On trouve chez tous les peuples primitifs le souvenir d’un héros dompteur de monstres et redresseur de torts, mais la légende qui se forme sur son compte prend un caractère différent selon la localité. Ainsi la tradition concernant Hercule et Omphale est d’origine asiatique, et n’a été ajoutée que postérieurement à celles qu’on racontait sur l’Hercule grec. Il en est de même pour l’histoire d’Hercule et Antée, qui est une tradition libyenne, pour celle d’Hercule et Cacus qui est une tradition italienne, pour celle du triple Géryon et des colonnes d’Hercule qui paraissent avoir une origine phénicienne. Toutes ces fables sont venues à des époques inconnues grossir le mythe primitif d’Hercule, qui a fini par se rattacher par un point quelconque à l’histoire héroïque de tous les peuples de l’antiquité.

La peau de lion, souvenir du lion de Némée, a été adoptée partout comme l’attribut ordinaire du héros (fig. 615 et 616), ainsi que la massue avec laquelle il combat ses ennemis. Toutefois, sur un assez grand nombre de vases grecs, le héros est représenté avec le casque de l’époque archaïque, et ses armes ne diffèrent pas de celles que l’on portait à l’époque de la fabrication de vase.

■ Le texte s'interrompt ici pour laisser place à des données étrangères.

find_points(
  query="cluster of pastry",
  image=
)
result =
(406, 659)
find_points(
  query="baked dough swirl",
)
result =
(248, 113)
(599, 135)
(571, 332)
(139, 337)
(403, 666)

L’histoire des douze travaux d’Hercule, et des travaux secondaires qui s’y rattachent, a été arrangée par les mythologues d’une date postérieure pour former un ensemble avec les traditions très différentes qui se rattachent au héros. On a voulu également voir dans Hercule une divinité solaire, et le chiffre de douze appliqué à ses principaux travaux se rapporterait ainsi aux douze mois de l’année.

Au point de vue de la chronologie mythologique, les héros peuvent se rattacher à trois périodes. Dans celle qui est antérieure à Hercule, Persée, le vainqueur de la Gorgone, peut être considéré comme le type le plus caractéristique. La légende qui le concerne est extrêmement barbare. Dans la fable des Argonautes on voit apparaître tous les héros de la seconde série, parmi lesquels est Hercule. Les plus importants sont Jason, chef de l’expédition, Méléagre, le vainqueur du sanglier de Calydon, Thésée, roi d’Athènes, dont les aventures semblent calquées sur celles d’Hercule, Castor et Pollux, ou les Dioscures, caractérisés par l’étoile qu’ils ont toujours sur la tête, etc. Enfin la troisième série comprend les héros qui prirent part à la guerre de Troie, et qui sont presque tous honorés comme fondateurs de cités.

A l’exception d’Hercule, qui â été absolument divinisé et des Dioscures, qui ont dans la mythologie un caractère à part, les héros n’ont eu en général qu’un culte purement local, et les honneurs qu’on leur rendait paraissent avoir été surtout des honneurs funèbres. On ne leur sacrifiait pas sur l’autel des grandes divinités, mais sur des tertres, et leurs principaux sanctuaires étaient des chapelles élevées dans les bois sacrés.

 

LES DIEUX DOMESTIQUES. — Outre les dieux auxquels on rendait un culte public, il y avait une foule de petites divinités, qui prenaient dans la maison un rôle assez analogue à celui de nos saints. Ces idoles prenaient souvent la forme d’un Hermès : la figure 619, d’après une terre cuite de Tanagra, montre une femme assise à côté d’un de ces Hermès et sur la figure 620, qui est aussi une terre cuite, on voit également un petit hermès à côté d’un jeune garçon.

Ces Hermès représentent soit une des grandes divinités, soit une petite divinité locale, pour laquelle une famille avait une dévotion particulière et qu’elle honorait comme sa protectrice. Souvent aussi ces représentations peuvent se rapporter au culte des aïeux qui était très répandu en Grèce et dans toute l’antiquité. Le culte qu’on avait pour ces images différait de celui que les catholiques rendent aux saints, en ce qu’il ne s’adressait pas à des reliques. Les pratiques se rattachant à ce culte avaient d’ailleurs un caractère absolument intime, et comme il n’y avait aucune église chargée de régler les cérémonies relatives aux pénates ou aux dieux protecteurs de la famille, elles ne pouvaient se déterminer que par traditions et devaient être extrêmement variables.